The Washington Post
Virginia Attorney General Ken Cuccinelli II
Virginia's flagship university went to court Thursday to fight an effort by Virginia Attorney Gen. Ken Cuccinelli II (R) to get documents from a former climate scientist at the school, an unusual confrontation that will test the bounds of academic freedom and result in the college facing down its own lawyer in court.
In a motion filed in Charlottesville, the University of Virginia argued that Cuccinelli's subpoena for papers and e-mail from global warming researcher Michael Mann exceeds the attorney general's authority under state law and intrudes on the rights of professors to pursue academic inquiry free from political pressure.
Cuccinelli, a vocal skeptic of global warming who is suing the Environmental Protection Agency over the issue, has said he is investigating whether Mann committed fraud by knowingly skewing data as he sought publicly funded grants for his research. Mann left U-Va. in 2005 and now works at Penn State.
Mann's case has been embraced by academics across the country, who wrote numerous letters encouraging the university founded by Thomas Jefferson to resist the attorney general. The university's governing board -- whose members were appointed by former governors Mark R. Warner and Timothy M. Kaine, both Democrats -- had first signaled that it would likely comply with the April order but then hired a major Washington law firm and prepared to take action.
University President John T. Casteen III said in a statement that Cuccinelli's order had "sent a chill through the Commonwealth's colleges and universities."
Although Virginia universities have at times tangled with political leaders in Richmond, several experts said legal action is a rare challenge by a public institution of the state's top law enforcement officer. It comes in response to the equally unusual action of a state attorney general using the legal process to compel his own client to produce documents.
Cuccinelli issued a civil investigative demand, essentially a subpoena, under a 2002 state statute designed to catch government employees defrauding the public out of tax dollars.
"It's a rarity, and it should not happen often," said former attorney general Jerry Kilgore (R). "The universities are state agencies, and they're your clients. And attorneys general do everything they can to avoid being on opposite sides of their clients."
Mark Rozell, a public policy professor at George Mason University, called the conflict an "extraordinary situation" and one that will be closely followed by First Amendment scholars nationally.
Cuccinelli has sought information about five grant applications Mann prepared before leaving the university, as well as all e-mail between Mann and his research assistants, secretaries and 39 other scientists across the country.
Cuccinelli has repeatedly denied that he is targeting Mann's work because of his scientific findings and has promised an objective review of any documents turned over by the university.
Mann is best known as the author of the "hockey-stick" graph, which showed there has been a rapid, recent rise in the Earth's temperature. Mann's work has long been under attack by global-warming skeptics, particularly after an e-mail between scientists and referring to a statistical "trick" he used in his research surfaced in a series of leaked e-mails from the University of East Anglia's Climatic Research Unit.
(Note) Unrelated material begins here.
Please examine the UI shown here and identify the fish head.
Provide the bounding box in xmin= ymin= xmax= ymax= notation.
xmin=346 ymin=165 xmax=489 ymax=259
Mann has said the e-mail was taken out of context. Some of his methodologies have been criticized by other scientists, but an inquiry by Penn State concluded that there was no evidence Mann engaged in efforts to falsify or suppress data.
In an interview earlier this week, Cuccinelli said he expected that U-Va. would go to court.
"We expect when it's all said and done we'll have proceeded in a fairly civil and reasonable fashion and proceeded with a very limited request for information that addresses whether or not we've got, or should, have fraud concerns," he said.
Cuccinelli said Thursday that he will respond to the petition after reviewing it thoroughly.
Sheldon Steinbach, a lawyer who represented the American Council on Education for 37 years, called Cuccinelli's use of a fraud statute to investigate academic grants "novel."
But he defended Cuccinelli's action. "Sometimes upon more-detailed explanation you might determine people have, indeed, cooked the books," Steinbach said.
Cuccinelli had already granted the college more time to compile the records and whittled his demand by eliminating some e-mail. But professors have insisted that any compliance would send a message to professors engaged in controversial research.
"Just in asking for the documents and the interrogatories, you've already had the effect of chilling First Amendment conduct at the university," said Richard C. Schragger, a professor of law at U-Va. who drafted a letter signed by 38 other law school faculty members urging the administration to fight Cuccinelli.
Besides First Amendment issues, the university also argued Thursday that Cuccinelli failed to spell out the conduct that allegedly violated the Virginia fraud statute, as required by the law. The school also noted that of the five grants totaling $466,000 that Cuccinelli named in his request, all but one were federal, not state, grants. The one state grant came in 2001, before the fraud statute took effect.
The university's court action was praised Thursday by the Union of Concerned Scientists, the American Association of University Professors, the American Civil Liberties Union and Mann, who said the school was standing up "against the harassment of scientists by policymakers with a potential agenda."